Presiden Prabowo Subianto menunjuk Purbaya Yudhi Sadewa menjadi Menteri Keuangan (Menkeu) menggantikan Sri Mulyani. Purbaya sebelumnya menjabat sebagai Ketua Dewan Komisioner Lembaga Penjamin Simpanan (LPS).
Direktur Eksekutif Center of Economic and Law Studies (CELIOS), Bhima Yudhistira, menilai tugas penting Purbaya sebagai Menkeu sangat mendesak, yaitu untuk mengembalikan kepercayaan publik.
Selain itu, Purbaya harus bisa memastikan strategi penerimaan pajak dilakukan dengan memperhatikan daya beli kelompok menengah dan bawah, seperti menurunkan tarif PPN menjadi 8 persen, dan menaikkan PTKP menjadi Rp 7 juta per bulan.
Kemudian, kata Bhima, kebijakan pajak juga harus menyasar sektor ekstraktif melalui pajak produksi batu bara, dan pajak windfall profit (anomali keuntungan) yang biasanya terjadi pada harga komoditas.
"Selain itu pajak kekayaan berupa 2 persen pajak bagi aset orang super kaya merupakan hal yang urgent dilakukan untuk menekan ketimpangan, sekaligus memperbesar penerimaan negara," kata Bhima melalui keterangan tertulis, Senin (8/9).
Bhima mengatakan tugas kedua yaitu efisiensi anggaran harus dilakukan dengan dasar kajian makroekonomi yang transparan, tidak mengganggu pelayanan publik dan infrastruktur dasar.
"Efisiensi yang salah dilakukan oleh Sri Mulyani harus dievaluasi ulang karena telah menimbulkan guncangan pada dana transfer daerah dan kenaikan pajak daerah yang merugikan masyarakat," ujar Bhima.

Bhima mengungkapkan tugas ketiga Purbaya adalah segera melakukan restrukturisasi utang pemerintah, menekan beban bunga utang, membuka ruang debt swap for energy transition (menukar kewajiban utang dengan program transisi energi), debt swap for nature (menukar utang dengan konservasi hutan/ mangrove/karst), dan debt cancellation (pembatalan utang yang merugikan).
Keempat, Bhima meminta Purbaya berani mencopot Wakil Menteri (Wamen) dan pejabat di Kementerian Keuangan yang melakukan rangkap jabatan di BUMN, karena bertentangan dengan keputusan Mahkamah Konstitusi (MK), dan menghindari konflik kepentingan.
Selanjutnya, kata Bhima, tugas kelima yakni mengevaluasi seluruh belanja perpajakan (stimulus dan insentif fiskal) yang merugikan keuangan negara.
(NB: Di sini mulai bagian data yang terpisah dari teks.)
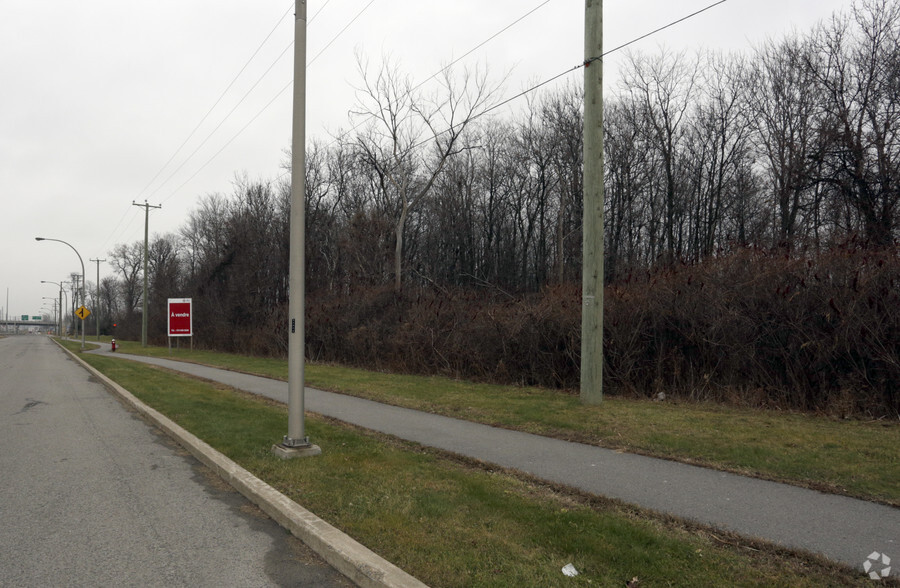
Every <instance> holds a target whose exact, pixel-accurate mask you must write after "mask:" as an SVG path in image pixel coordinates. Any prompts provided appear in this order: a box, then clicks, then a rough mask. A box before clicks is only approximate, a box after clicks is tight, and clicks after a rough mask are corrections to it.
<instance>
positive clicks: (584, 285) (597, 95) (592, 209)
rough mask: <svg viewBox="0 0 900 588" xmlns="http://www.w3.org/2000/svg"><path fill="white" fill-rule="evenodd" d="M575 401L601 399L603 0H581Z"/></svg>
mask: <svg viewBox="0 0 900 588" xmlns="http://www.w3.org/2000/svg"><path fill="white" fill-rule="evenodd" d="M583 185H584V212H583V215H584V216H583V219H582V224H583V228H582V230H583V239H582V241H583V243H582V247H583V253H582V277H581V280H582V282H581V298H582V306H581V401H582V402H583V403H585V404H599V403H600V402H601V401H602V400H603V1H602V0H585V18H584V183H583Z"/></svg>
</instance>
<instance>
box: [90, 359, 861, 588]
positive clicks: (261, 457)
mask: <svg viewBox="0 0 900 588" xmlns="http://www.w3.org/2000/svg"><path fill="white" fill-rule="evenodd" d="M84 358H85V359H86V360H87V361H88V362H90V363H91V364H93V365H94V366H95V367H97V368H98V369H100V370H101V371H103V372H104V373H106V374H108V375H109V376H110V377H111V378H112V379H114V380H115V381H117V382H118V383H119V384H121V385H122V386H124V387H125V388H126V389H128V390H130V391H131V392H132V393H134V394H135V395H136V396H138V397H139V398H141V400H143V401H144V402H146V403H147V404H149V405H151V406H153V407H155V408H157V409H158V410H160V411H161V412H163V413H164V414H167V415H168V416H169V417H170V418H172V419H173V420H175V421H176V422H178V423H179V424H181V425H182V426H184V427H185V428H187V429H188V430H190V431H191V432H193V433H194V434H196V435H197V436H198V437H200V438H201V439H203V440H205V441H206V442H208V443H209V444H211V445H212V446H213V447H215V448H216V449H218V450H219V451H221V452H223V453H224V454H226V455H228V456H229V457H230V458H231V459H234V460H235V461H236V462H238V463H239V464H241V465H242V466H243V467H245V468H247V469H248V470H249V471H251V472H253V473H254V474H255V475H257V476H258V477H260V478H261V479H263V480H265V481H266V482H268V483H269V484H271V485H273V486H274V487H276V488H278V489H279V490H280V491H282V492H284V493H285V494H287V495H288V496H289V497H291V498H292V499H294V500H296V501H297V502H298V503H300V504H302V505H303V506H304V507H306V508H308V509H310V510H311V511H312V512H314V513H316V514H317V515H319V516H320V517H322V518H324V519H325V520H327V521H328V522H330V523H332V524H333V525H335V526H337V527H338V528H340V529H342V530H343V531H345V532H347V533H348V534H349V535H351V536H353V537H354V538H356V539H357V540H359V541H360V542H362V543H363V544H365V545H366V546H368V547H369V548H370V549H373V550H374V551H375V552H376V553H379V554H380V555H382V556H384V557H386V558H387V559H388V560H390V561H392V562H393V563H395V564H397V565H398V566H400V567H401V568H403V569H404V570H406V571H408V572H409V573H411V574H413V575H414V576H416V577H418V578H419V579H421V580H422V581H424V582H425V583H427V584H429V585H431V586H435V587H438V586H447V587H453V586H467V587H468V586H504V587H505V586H616V587H620V586H623V585H624V583H625V581H626V580H630V579H631V578H632V577H635V576H637V577H638V578H640V580H641V585H642V586H686V587H687V586H691V587H693V586H792V587H793V586H834V585H863V580H862V579H860V574H858V573H854V572H852V571H848V570H845V569H843V568H841V567H839V566H836V565H831V564H827V563H823V562H821V561H819V560H816V559H814V558H806V557H795V556H792V555H790V554H786V553H784V552H782V551H780V550H770V549H767V548H765V547H761V546H759V545H757V546H756V549H750V548H749V547H747V546H744V547H739V546H732V545H728V544H726V543H724V542H723V541H722V540H721V537H719V538H718V539H717V538H716V537H715V536H713V535H712V534H711V533H708V532H706V531H704V530H702V529H698V528H692V527H688V526H684V525H681V524H678V523H676V522H673V521H671V520H669V519H665V518H660V517H655V516H652V515H648V514H646V513H642V512H641V511H638V510H635V509H630V508H626V507H622V506H619V505H617V504H614V503H611V502H608V501H602V500H587V499H583V498H580V497H578V496H576V495H569V494H566V493H564V492H558V491H554V490H552V489H549V488H547V487H544V486H542V485H539V484H534V483H531V482H529V481H527V480H523V479H520V478H517V477H514V476H512V475H509V474H507V473H504V472H499V471H490V470H487V469H485V468H483V467H476V466H474V465H472V464H469V463H466V462H464V461H461V460H457V459H454V458H452V457H451V456H448V455H445V454H442V453H441V452H438V451H433V450H428V449H425V448H422V447H419V446H416V445H414V444H410V443H406V442H402V441H399V440H396V439H393V438H391V437H388V436H384V435H378V434H373V433H368V432H365V431H361V430H358V429H356V428H354V427H350V426H346V425H340V424H338V423H334V422H332V421H329V420H327V419H323V418H319V417H315V416H310V417H308V418H307V432H308V433H309V435H310V436H311V437H312V438H314V439H315V440H316V443H317V444H319V445H320V446H321V447H322V449H323V454H322V455H321V456H319V457H316V458H310V459H303V460H290V461H282V460H280V459H278V458H276V457H274V456H273V455H271V452H270V447H271V445H272V444H273V442H277V440H278V439H280V437H281V435H283V434H284V432H285V431H286V427H287V415H286V409H285V407H283V406H281V405H277V404H276V403H273V402H271V401H267V400H264V399H259V398H256V397H252V396H250V395H247V394H242V393H239V392H237V391H233V390H230V389H227V388H225V387H222V386H217V385H214V384H211V383H209V382H203V381H199V380H195V379H191V378H187V377H184V376H180V375H177V374H174V373H172V372H169V371H166V370H161V369H158V368H154V367H151V366H146V365H140V364H137V363H134V362H126V361H121V360H117V359H113V358H108V357H101V356H91V355H86V356H84ZM726 540H728V541H732V540H733V538H726ZM569 562H571V563H573V564H574V565H575V567H576V568H577V569H578V570H579V571H580V572H581V575H579V576H578V577H576V578H566V577H564V576H563V575H562V573H561V571H560V570H561V568H562V567H563V566H564V565H566V564H567V563H569Z"/></svg>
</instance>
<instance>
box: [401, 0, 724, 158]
mask: <svg viewBox="0 0 900 588" xmlns="http://www.w3.org/2000/svg"><path fill="white" fill-rule="evenodd" d="M727 1H728V0H719V1H718V2H714V3H713V4H710V5H709V6H706V7H705V8H701V9H700V10H697V11H696V12H692V13H691V14H688V15H687V16H683V17H681V18H679V19H678V20H673V21H672V22H670V23H668V24H666V25H664V26H661V27H659V28H657V29H654V30H652V31H650V32H649V33H646V34H643V35H641V36H640V37H635V38H634V39H632V40H630V41H628V42H627V43H623V44H622V45H619V46H618V47H614V48H613V49H610V50H609V51H604V52H603V54H602V55H601V56H599V57H591V58H588V59H586V60H585V61H584V62H583V63H579V64H578V65H575V66H573V67H571V68H569V69H567V70H565V71H563V72H561V73H558V74H556V75H555V76H553V77H551V78H548V79H546V80H544V81H543V82H540V83H538V84H535V85H534V86H532V87H530V88H528V89H527V90H523V91H521V92H519V93H518V94H516V95H515V96H512V97H510V98H507V99H506V100H503V101H502V102H499V103H497V104H495V105H494V106H491V107H490V108H486V109H485V110H484V111H483V112H481V113H479V114H477V115H475V116H473V117H472V118H471V119H469V121H466V123H459V124H456V125H453V126H451V127H449V128H447V129H446V130H444V131H441V132H440V133H438V134H437V135H435V136H438V137H439V136H440V135H443V134H444V133H449V132H450V131H452V130H453V129H455V128H456V127H458V126H459V125H460V124H468V122H470V121H472V120H477V119H479V118H481V117H483V116H486V115H487V114H489V113H491V112H493V111H495V110H497V109H498V108H501V107H503V106H505V105H506V104H509V103H510V102H513V101H515V100H518V99H519V98H521V97H523V96H526V95H528V94H530V93H532V92H534V91H535V90H538V89H539V88H542V87H543V86H546V85H547V84H550V83H552V82H555V81H556V80H558V79H559V78H561V77H564V76H566V75H568V74H570V73H572V72H575V71H578V70H579V69H581V68H583V67H589V66H590V64H591V63H593V62H594V61H597V60H599V59H602V58H603V57H606V56H607V55H610V54H611V53H615V52H616V51H620V50H622V49H624V48H625V47H628V46H629V45H633V44H635V43H637V42H638V41H641V40H643V39H646V38H647V37H650V36H652V35H655V34H656V33H659V32H660V31H664V30H665V29H667V28H670V27H672V26H674V25H676V24H678V23H681V22H684V21H686V20H688V19H690V18H693V17H695V16H697V15H698V14H701V13H703V12H706V11H707V10H709V9H710V8H714V7H716V6H718V5H719V4H724V3H725V2H727ZM430 141H431V138H429V139H426V140H423V141H422V142H420V143H418V144H417V145H415V146H416V147H420V146H422V145H424V144H426V143H428V142H430Z"/></svg>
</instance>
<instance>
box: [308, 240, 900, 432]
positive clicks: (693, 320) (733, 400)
mask: <svg viewBox="0 0 900 588" xmlns="http://www.w3.org/2000/svg"><path fill="white" fill-rule="evenodd" d="M604 314H605V318H604V338H605V343H604V348H605V350H604V356H605V357H604V389H605V391H606V392H607V393H611V394H629V395H638V396H647V397H650V396H654V395H656V394H657V393H659V392H665V393H666V395H667V396H668V397H673V398H685V399H691V400H698V401H699V400H712V401H725V402H732V403H740V404H746V405H751V406H767V407H777V408H788V409H797V410H807V411H827V412H831V413H836V414H841V415H850V414H854V415H868V416H885V415H890V416H892V417H894V416H896V415H897V414H898V413H900V396H898V390H897V386H898V382H900V256H898V250H897V249H887V250H878V251H873V250H871V249H865V248H856V247H853V246H847V247H843V248H838V249H834V250H832V251H829V252H827V253H824V254H820V255H818V256H815V257H806V256H803V255H788V254H785V253H784V252H778V251H776V252H766V251H759V250H749V249H748V250H743V251H739V252H737V253H733V254H731V255H729V256H727V257H722V258H717V259H711V260H708V261H706V262H703V263H700V264H695V265H684V264H682V265H677V266H675V267H670V268H667V269H661V270H657V271H650V272H645V273H643V274H639V275H638V274H633V275H631V276H629V277H627V278H626V279H624V280H622V281H620V282H618V283H616V284H613V285H610V286H607V288H606V294H605V304H604ZM580 331H581V294H580V286H578V285H574V284H571V285H564V286H559V287H554V288H547V289H545V290H543V291H542V292H540V293H538V294H533V295H523V296H519V297H516V298H512V297H510V296H508V295H506V294H501V293H497V292H487V291H480V290H479V291H475V290H469V291H463V290H456V291H449V292H448V291H444V290H437V289H434V288H428V289H422V290H419V291H415V292H409V293H403V294H396V293H394V292H393V291H392V290H390V289H377V290H370V291H367V292H358V293H357V294H356V295H355V296H353V297H347V298H333V297H320V296H316V295H312V296H310V298H309V300H308V309H307V353H308V355H309V356H310V357H311V358H314V359H317V360H322V361H335V362H340V363H346V364H350V365H356V366H361V367H368V368H374V369H389V370H394V371H400V372H406V373H421V374H443V375H448V376H451V377H462V378H469V379H477V380H483V381H493V382H503V383H515V384H525V385H541V386H553V387H558V388H569V389H571V388H577V386H578V378H579V357H580Z"/></svg>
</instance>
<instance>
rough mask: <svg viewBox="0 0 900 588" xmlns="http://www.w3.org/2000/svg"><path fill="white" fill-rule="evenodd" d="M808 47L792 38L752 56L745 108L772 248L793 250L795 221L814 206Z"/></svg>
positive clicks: (791, 36) (816, 90) (812, 150)
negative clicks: (746, 108)
mask: <svg viewBox="0 0 900 588" xmlns="http://www.w3.org/2000/svg"><path fill="white" fill-rule="evenodd" d="M809 51H810V46H809V42H808V40H806V39H803V38H801V37H799V36H797V35H792V36H790V37H787V38H785V39H784V40H782V41H780V42H777V43H776V42H774V41H770V42H768V43H766V44H765V45H763V46H762V47H760V48H758V49H757V50H756V54H755V57H756V59H755V61H754V62H753V65H752V67H751V71H750V74H749V75H750V85H749V89H750V93H749V96H748V100H747V103H748V106H749V109H750V111H751V112H752V117H751V121H753V123H754V130H755V135H754V136H755V138H756V147H757V151H758V152H759V154H760V155H761V156H762V161H763V162H764V167H765V170H766V175H767V176H768V179H769V181H770V183H771V190H772V196H773V199H774V204H775V213H776V215H777V225H776V235H775V242H776V243H777V244H779V245H781V246H786V247H790V246H792V245H794V238H795V234H796V232H797V229H798V227H797V222H798V218H799V216H800V215H801V213H803V212H804V211H810V209H811V208H812V207H814V206H815V204H816V203H815V202H814V201H810V199H809V198H810V194H811V193H812V194H814V193H815V191H814V178H813V170H812V166H813V159H814V158H813V154H814V152H815V150H816V148H817V144H816V136H815V127H816V117H817V112H818V111H819V96H818V86H817V84H816V82H815V79H814V76H813V73H812V72H811V71H810V68H809V67H807V63H808V61H809Z"/></svg>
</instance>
Menurut Bhima, perusahaan yang telah mendapatkan tax holiday dan tax allowances wajib diaudit baik laporan keuangan dan dampak yang dihasilkan bagi penyerapan tenaga kerja.
"Tidak boleh lagi ada insentif fiskal yang memperburuk ketimpangan antara perusahaan skala besar dan pelaku usaha UMKM. Kami juga mendorong transparansi pemberian insentif fiskal secara berkala kepada publik," tutur Bhima.